Текст книги "Мир наступил не сразу"
Автор книги: Владимир Зуев
Жанр:
Военная проза
сообщить о нарушении
Текущая страница: 10 (всего у книги 10 страниц)
В воскресенье дядя Николай собрался на Навлю ловить рыбу.
– Ну что, пойдешь со мной? – спросил Манюшку.
Она обрадовалась несказанно. Ей рассказывали в деревне, что дядя Николай всегда был веселым, разговорчивым. Ей же довелось его знать молчаливым, печальным, часто хмурым. С нею он почти не разговаривал. Конечно, она понимала, почему он такой, и все-таки временами было тяжело с ним – ей начинало казаться, что это он только с нею такой. Хотя еще вчера она сговорилась с подружками сходить за щавелем поближе, на Сырой луг, а потом весь день купаться и загорать на Журавке, Манюшка, не раздумывая, согласилась дойти с ним.
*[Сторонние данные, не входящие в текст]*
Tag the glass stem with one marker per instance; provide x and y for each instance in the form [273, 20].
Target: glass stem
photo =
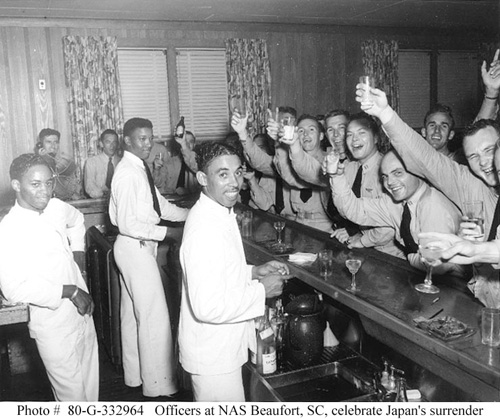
[428, 277]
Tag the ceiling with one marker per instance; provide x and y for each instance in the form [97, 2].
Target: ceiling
[439, 14]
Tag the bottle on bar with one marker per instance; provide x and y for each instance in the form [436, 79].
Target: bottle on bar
[278, 325]
[266, 347]
[180, 128]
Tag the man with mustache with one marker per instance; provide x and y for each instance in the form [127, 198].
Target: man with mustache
[222, 294]
[136, 208]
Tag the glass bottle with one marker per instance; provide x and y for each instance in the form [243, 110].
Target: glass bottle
[253, 354]
[278, 325]
[266, 347]
[180, 128]
[401, 395]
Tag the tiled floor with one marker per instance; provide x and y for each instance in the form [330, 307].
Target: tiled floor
[34, 385]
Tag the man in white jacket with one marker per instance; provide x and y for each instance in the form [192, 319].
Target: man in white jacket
[40, 239]
[221, 293]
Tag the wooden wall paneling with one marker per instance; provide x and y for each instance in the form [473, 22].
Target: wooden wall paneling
[6, 143]
[21, 117]
[57, 85]
[41, 103]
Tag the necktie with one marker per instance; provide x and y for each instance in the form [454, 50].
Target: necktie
[404, 231]
[495, 223]
[156, 204]
[356, 186]
[305, 194]
[181, 181]
[279, 201]
[109, 173]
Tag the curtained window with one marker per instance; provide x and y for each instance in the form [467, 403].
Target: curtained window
[249, 77]
[93, 86]
[202, 88]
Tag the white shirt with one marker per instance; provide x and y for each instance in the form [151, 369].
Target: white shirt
[131, 204]
[36, 260]
[219, 297]
[96, 171]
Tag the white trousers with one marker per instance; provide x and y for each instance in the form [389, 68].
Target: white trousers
[218, 388]
[71, 358]
[147, 346]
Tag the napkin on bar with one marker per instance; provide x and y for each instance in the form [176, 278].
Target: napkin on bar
[299, 257]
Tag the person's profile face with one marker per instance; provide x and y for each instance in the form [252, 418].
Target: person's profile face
[361, 141]
[140, 142]
[50, 144]
[109, 144]
[396, 180]
[479, 150]
[222, 180]
[190, 141]
[309, 134]
[437, 131]
[34, 189]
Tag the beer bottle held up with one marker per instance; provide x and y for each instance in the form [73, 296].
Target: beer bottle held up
[180, 128]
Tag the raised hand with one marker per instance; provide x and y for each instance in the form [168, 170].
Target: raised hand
[239, 123]
[491, 76]
[375, 104]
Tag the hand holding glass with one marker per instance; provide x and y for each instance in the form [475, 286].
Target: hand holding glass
[475, 220]
[288, 128]
[353, 265]
[368, 82]
[279, 226]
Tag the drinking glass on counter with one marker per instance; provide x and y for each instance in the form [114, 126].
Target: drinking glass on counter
[475, 213]
[490, 326]
[325, 258]
[353, 265]
[430, 254]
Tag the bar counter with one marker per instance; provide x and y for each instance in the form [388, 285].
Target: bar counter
[387, 303]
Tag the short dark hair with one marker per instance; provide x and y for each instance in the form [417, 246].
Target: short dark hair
[108, 132]
[132, 124]
[46, 132]
[288, 109]
[479, 125]
[337, 112]
[308, 116]
[439, 107]
[209, 150]
[20, 165]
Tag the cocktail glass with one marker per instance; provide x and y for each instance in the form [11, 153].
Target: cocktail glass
[279, 226]
[353, 265]
[430, 253]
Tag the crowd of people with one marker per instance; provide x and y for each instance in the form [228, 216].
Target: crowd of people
[367, 178]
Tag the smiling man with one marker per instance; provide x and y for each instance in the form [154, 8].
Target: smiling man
[99, 169]
[136, 208]
[459, 183]
[426, 208]
[41, 240]
[222, 294]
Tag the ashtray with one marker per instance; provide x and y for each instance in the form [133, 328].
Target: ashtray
[446, 328]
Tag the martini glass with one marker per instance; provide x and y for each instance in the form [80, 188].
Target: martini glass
[353, 265]
[430, 254]
[279, 226]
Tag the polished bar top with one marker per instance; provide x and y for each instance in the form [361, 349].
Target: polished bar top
[387, 295]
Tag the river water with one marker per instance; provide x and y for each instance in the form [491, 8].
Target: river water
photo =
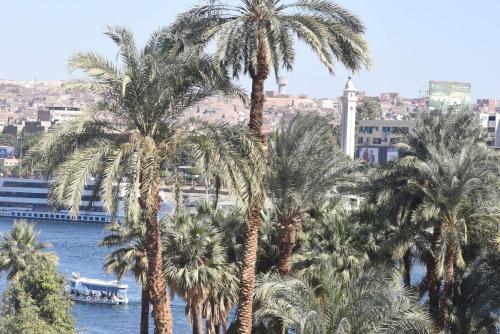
[76, 246]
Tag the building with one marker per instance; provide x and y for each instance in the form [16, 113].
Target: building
[376, 139]
[490, 122]
[348, 120]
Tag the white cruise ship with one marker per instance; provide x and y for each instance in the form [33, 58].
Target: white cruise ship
[27, 198]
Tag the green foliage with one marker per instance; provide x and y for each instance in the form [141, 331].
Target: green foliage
[438, 205]
[330, 239]
[372, 303]
[139, 127]
[333, 33]
[304, 165]
[128, 255]
[35, 302]
[20, 248]
[196, 266]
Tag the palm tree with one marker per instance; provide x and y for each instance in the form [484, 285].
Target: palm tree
[304, 165]
[476, 292]
[137, 129]
[330, 240]
[129, 256]
[196, 267]
[460, 197]
[20, 247]
[372, 303]
[255, 36]
[398, 192]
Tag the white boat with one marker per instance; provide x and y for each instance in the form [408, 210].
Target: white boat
[28, 199]
[96, 291]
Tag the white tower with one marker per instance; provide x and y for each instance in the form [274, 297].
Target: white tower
[282, 83]
[348, 121]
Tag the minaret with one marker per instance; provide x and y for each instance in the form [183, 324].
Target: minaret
[348, 121]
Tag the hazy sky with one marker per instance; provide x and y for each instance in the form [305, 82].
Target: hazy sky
[411, 42]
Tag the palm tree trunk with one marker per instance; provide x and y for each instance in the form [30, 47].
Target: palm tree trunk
[247, 275]
[448, 281]
[155, 278]
[249, 258]
[433, 281]
[407, 269]
[197, 319]
[144, 311]
[287, 237]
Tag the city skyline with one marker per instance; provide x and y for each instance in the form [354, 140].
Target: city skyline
[407, 50]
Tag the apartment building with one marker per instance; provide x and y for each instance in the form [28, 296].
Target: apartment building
[376, 139]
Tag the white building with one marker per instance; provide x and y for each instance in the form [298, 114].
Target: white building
[348, 120]
[491, 121]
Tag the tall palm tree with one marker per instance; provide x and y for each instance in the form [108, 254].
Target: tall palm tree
[460, 197]
[251, 38]
[137, 129]
[329, 240]
[129, 256]
[20, 247]
[372, 303]
[304, 165]
[195, 265]
[398, 191]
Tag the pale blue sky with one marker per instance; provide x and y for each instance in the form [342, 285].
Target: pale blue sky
[411, 42]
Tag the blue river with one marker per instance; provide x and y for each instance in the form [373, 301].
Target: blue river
[76, 246]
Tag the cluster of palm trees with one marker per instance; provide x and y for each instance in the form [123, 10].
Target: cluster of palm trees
[439, 207]
[325, 267]
[139, 127]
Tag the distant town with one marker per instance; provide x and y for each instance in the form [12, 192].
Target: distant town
[32, 107]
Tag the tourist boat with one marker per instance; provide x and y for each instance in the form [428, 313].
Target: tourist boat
[95, 291]
[28, 199]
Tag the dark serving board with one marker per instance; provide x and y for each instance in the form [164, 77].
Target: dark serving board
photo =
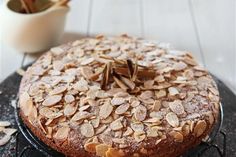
[8, 94]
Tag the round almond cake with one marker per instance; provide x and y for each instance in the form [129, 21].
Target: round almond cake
[118, 97]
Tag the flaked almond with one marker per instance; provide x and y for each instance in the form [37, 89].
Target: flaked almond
[122, 108]
[116, 125]
[26, 103]
[87, 72]
[178, 137]
[87, 130]
[135, 103]
[160, 94]
[146, 95]
[139, 136]
[152, 132]
[58, 90]
[173, 91]
[95, 122]
[100, 129]
[62, 133]
[177, 107]
[200, 127]
[112, 152]
[140, 113]
[148, 84]
[179, 66]
[117, 101]
[52, 100]
[69, 98]
[4, 123]
[91, 147]
[57, 50]
[48, 113]
[172, 119]
[128, 132]
[81, 115]
[101, 150]
[87, 61]
[69, 110]
[156, 105]
[105, 110]
[137, 127]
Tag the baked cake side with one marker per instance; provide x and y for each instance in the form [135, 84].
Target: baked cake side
[118, 97]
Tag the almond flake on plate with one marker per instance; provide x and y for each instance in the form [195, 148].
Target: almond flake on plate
[173, 91]
[105, 110]
[140, 113]
[87, 130]
[122, 108]
[172, 119]
[52, 100]
[177, 107]
[117, 101]
[62, 133]
[58, 90]
[69, 98]
[101, 150]
[116, 125]
[200, 128]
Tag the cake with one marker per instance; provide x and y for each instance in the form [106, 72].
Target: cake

Дядя Николай время от времени разговаривал с нею дорогой, она осмелела и сама начала спрашивать – про войну, про его нынешнюю работу, и он охотно и пространно отвечал.
Когда, набрав целый вещмешок щавеля, котиков, чеснока, свинухов, Манюшка вернулась к нему на берег, у него кипела уха в котелке и пеклись в золе костерка четыре картошины.
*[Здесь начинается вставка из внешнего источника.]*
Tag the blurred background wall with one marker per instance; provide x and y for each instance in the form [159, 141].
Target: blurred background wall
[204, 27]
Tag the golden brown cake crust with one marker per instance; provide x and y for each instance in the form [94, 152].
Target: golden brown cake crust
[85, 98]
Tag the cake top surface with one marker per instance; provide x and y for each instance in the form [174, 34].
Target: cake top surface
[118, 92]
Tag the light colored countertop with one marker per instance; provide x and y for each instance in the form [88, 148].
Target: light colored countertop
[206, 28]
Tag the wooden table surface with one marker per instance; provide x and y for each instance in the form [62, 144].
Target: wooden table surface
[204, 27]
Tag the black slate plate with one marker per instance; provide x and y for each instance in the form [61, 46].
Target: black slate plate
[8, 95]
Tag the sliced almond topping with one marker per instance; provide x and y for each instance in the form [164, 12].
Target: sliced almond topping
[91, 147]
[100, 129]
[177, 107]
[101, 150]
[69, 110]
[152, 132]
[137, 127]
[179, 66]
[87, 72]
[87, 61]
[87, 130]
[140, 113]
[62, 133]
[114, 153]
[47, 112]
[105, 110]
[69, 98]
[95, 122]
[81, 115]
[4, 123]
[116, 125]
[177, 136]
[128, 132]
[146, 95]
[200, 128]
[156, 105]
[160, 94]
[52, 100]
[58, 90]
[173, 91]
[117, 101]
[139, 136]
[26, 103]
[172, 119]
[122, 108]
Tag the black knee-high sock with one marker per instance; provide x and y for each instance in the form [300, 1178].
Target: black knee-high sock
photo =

– Давай живей! – закричал он ей навстречу и призывно закрутил над головой рукою. – Терпение кончается.
Ели из котелка, попеременно черпая деревянными ложками и прикусывая хлеб и чеснок.
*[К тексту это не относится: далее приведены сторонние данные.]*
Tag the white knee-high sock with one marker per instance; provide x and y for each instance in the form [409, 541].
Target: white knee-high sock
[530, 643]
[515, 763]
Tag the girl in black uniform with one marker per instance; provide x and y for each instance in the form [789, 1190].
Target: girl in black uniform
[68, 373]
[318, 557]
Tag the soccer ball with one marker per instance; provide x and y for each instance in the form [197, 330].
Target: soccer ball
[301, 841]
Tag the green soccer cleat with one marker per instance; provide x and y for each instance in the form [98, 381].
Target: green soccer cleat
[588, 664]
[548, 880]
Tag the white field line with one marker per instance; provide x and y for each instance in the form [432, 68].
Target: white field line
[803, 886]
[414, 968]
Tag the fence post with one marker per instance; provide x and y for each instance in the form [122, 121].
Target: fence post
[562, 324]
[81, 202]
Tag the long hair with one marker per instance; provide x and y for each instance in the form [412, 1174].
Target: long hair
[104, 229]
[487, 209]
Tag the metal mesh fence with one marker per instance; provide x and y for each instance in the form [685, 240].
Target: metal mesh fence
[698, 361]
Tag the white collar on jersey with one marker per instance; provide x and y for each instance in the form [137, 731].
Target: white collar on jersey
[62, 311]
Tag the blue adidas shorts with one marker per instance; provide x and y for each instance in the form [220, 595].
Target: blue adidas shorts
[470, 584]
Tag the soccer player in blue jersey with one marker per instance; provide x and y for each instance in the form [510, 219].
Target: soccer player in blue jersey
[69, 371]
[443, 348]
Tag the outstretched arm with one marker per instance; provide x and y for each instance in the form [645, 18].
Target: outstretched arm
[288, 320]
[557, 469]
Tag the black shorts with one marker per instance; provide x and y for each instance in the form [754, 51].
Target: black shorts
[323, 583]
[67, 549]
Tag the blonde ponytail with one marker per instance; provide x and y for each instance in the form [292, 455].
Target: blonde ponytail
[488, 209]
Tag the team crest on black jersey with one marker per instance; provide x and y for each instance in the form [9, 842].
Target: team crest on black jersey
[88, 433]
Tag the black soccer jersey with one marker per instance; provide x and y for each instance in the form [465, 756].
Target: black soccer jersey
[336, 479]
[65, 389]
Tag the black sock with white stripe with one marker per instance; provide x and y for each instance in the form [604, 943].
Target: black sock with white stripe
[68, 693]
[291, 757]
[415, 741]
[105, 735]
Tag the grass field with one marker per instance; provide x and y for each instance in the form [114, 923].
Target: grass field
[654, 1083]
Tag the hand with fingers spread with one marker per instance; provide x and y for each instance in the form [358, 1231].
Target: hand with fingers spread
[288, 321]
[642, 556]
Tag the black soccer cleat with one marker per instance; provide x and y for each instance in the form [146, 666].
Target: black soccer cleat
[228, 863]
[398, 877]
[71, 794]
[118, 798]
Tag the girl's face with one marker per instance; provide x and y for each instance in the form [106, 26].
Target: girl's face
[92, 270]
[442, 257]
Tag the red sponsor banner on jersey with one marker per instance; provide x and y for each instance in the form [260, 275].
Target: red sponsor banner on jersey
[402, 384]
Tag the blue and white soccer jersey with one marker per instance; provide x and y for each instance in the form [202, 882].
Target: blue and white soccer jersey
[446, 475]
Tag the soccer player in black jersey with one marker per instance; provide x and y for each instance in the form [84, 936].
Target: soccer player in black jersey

– Хорошо с чесночком! – восклицал дядя Николай. – Вместо луку и перцу – хорошо… А ты тащи-ка рыбину. Тащи, не стесняйся, тут все свои.
Ей было тепло в груди от таких слов, она чувствовала себя маленькой и защищенной и, благодарная, но зная, чем еще угодить ему, старалась поддерживать разговор, не молчать.
– Дядь Николай, зря вы сразу десять рыбин в ухе сварили. Это ж на сколько можно было растянуть, если б варить по одной на каждого!
Он посмотрел на нее задумчиво и печально.
– Ох, догадываюсь, и житуха тут у вас была! – Покачал головой. – Дружно хоть жили-то? – Он впервые заговорил о Велике, правда, не называя его имени.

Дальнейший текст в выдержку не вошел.